However, there's a difference between winter and winter. After a day cruise up to local snow and ice, a four-day President's Weekend trip to the High Sierra provided a perfect opportunity to test against the real deal.

It's been an almost unimaginably stormy month in the Sierra. During February's first two and a half weeks, 15 to 24 feet of snow fell on Mammoth Mountain, including a 7-to-10 foot storm during our trip.

As we drove up last Thursday night, blizzard winds combined with unusually low, dry snow to produce nightmare driving conditions. Winds gusting to hurricane force at highway level (and an otherworldly 174 mph at the summit station) created frequent whiteouts. An ice layer under the snow, formed by a brief warm-up and rain, completed the daunting picture.

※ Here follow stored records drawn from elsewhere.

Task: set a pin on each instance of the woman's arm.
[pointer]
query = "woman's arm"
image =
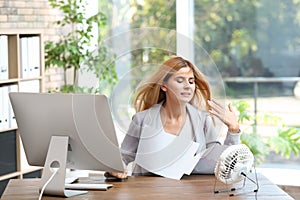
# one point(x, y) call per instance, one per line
point(226, 115)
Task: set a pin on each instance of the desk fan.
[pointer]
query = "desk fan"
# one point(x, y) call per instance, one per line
point(234, 164)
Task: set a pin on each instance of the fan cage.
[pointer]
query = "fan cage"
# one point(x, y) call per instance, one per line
point(234, 161)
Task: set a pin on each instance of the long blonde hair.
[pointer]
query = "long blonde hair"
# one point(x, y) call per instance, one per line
point(149, 92)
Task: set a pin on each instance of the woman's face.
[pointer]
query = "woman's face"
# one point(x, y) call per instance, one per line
point(180, 86)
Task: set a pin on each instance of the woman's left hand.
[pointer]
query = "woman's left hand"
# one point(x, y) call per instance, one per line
point(225, 114)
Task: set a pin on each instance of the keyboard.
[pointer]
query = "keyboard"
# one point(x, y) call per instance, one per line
point(88, 186)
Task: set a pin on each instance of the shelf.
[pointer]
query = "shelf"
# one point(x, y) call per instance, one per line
point(23, 61)
point(9, 81)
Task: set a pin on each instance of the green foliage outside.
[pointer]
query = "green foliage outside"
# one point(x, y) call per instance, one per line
point(72, 51)
point(284, 142)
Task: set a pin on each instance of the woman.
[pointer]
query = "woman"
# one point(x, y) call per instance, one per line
point(177, 100)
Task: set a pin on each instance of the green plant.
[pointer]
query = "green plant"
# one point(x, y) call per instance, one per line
point(72, 50)
point(284, 142)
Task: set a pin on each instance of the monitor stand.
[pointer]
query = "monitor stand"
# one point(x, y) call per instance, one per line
point(57, 160)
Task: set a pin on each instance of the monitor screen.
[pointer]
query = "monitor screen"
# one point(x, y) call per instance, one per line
point(84, 119)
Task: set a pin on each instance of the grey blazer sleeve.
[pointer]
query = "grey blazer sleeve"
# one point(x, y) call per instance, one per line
point(214, 148)
point(131, 141)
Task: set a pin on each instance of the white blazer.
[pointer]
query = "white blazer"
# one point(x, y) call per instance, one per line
point(203, 130)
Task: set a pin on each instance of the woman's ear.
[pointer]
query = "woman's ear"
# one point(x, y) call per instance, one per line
point(164, 88)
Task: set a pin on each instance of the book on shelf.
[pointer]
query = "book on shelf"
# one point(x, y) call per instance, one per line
point(30, 56)
point(4, 57)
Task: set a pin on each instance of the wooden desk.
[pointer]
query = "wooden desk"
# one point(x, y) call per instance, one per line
point(148, 187)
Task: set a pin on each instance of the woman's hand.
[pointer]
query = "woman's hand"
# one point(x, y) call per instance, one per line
point(119, 175)
point(225, 114)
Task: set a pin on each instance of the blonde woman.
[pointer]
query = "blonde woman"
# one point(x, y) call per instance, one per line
point(173, 101)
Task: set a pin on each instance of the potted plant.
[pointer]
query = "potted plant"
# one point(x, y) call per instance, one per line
point(72, 50)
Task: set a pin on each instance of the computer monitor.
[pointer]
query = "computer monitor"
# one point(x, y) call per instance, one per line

However, our performance ("stealth") AWD Model 3 was equal to the task. AWD + M/S tires exempted us from chain restrictions. And, despite all-season tires (California's multi-climate nature precludes dedicated winters), the car handled both ice and powder with assurance and aplomb. Yes, Model 3's traction nanny default is more playful than that in the Model S, and I do concur with the suggestion for a max-mellow setting. However, especially in "Chill" mode with low-regen, I was never worried that the car would get away from me.

This snow sureness was not the key attention-getter, though. That award goes to a connected EV's ability to turn on heat and de-ice remotely ... ahead of time ... and without warming up an engine. Even in worst case conditions -- going from outdoor gear shop to outdoor gear shop every half hour, parking a still-warm car in three-inches-per-hour snowfall and temperature in the low/mid teens -- there was no need to scrape ice, once I'd learned to pre-heat before leaving the store. Just the brush end of the scraper. Toasty interior and roasty seats were a welcome bonus. An absolute game changer.

Of course, after clearing the snow, it was wonderful to enter the car confidently, not worried that it would have trouble extricating itself from the foot-high drifts that had built up around it with shocking speed.

Bottom line: Even without specialized tires, a delightful, confidence-inspiring winter car.

Then again, despite the palm-tree-themed cracks about California, the truth is that Tesla's Silicon Valley birthplace is a ski-crazed region, just a short, oft-taken drive from mountains which average 400-500 inches of snow per year, the same brutal winter terrain in which the Donner Party met its fate. And, even here in SoCal, it's only twenty miles from the golf course at the bottom of Angeles Crest Highway to snow and ice at its higher elevations.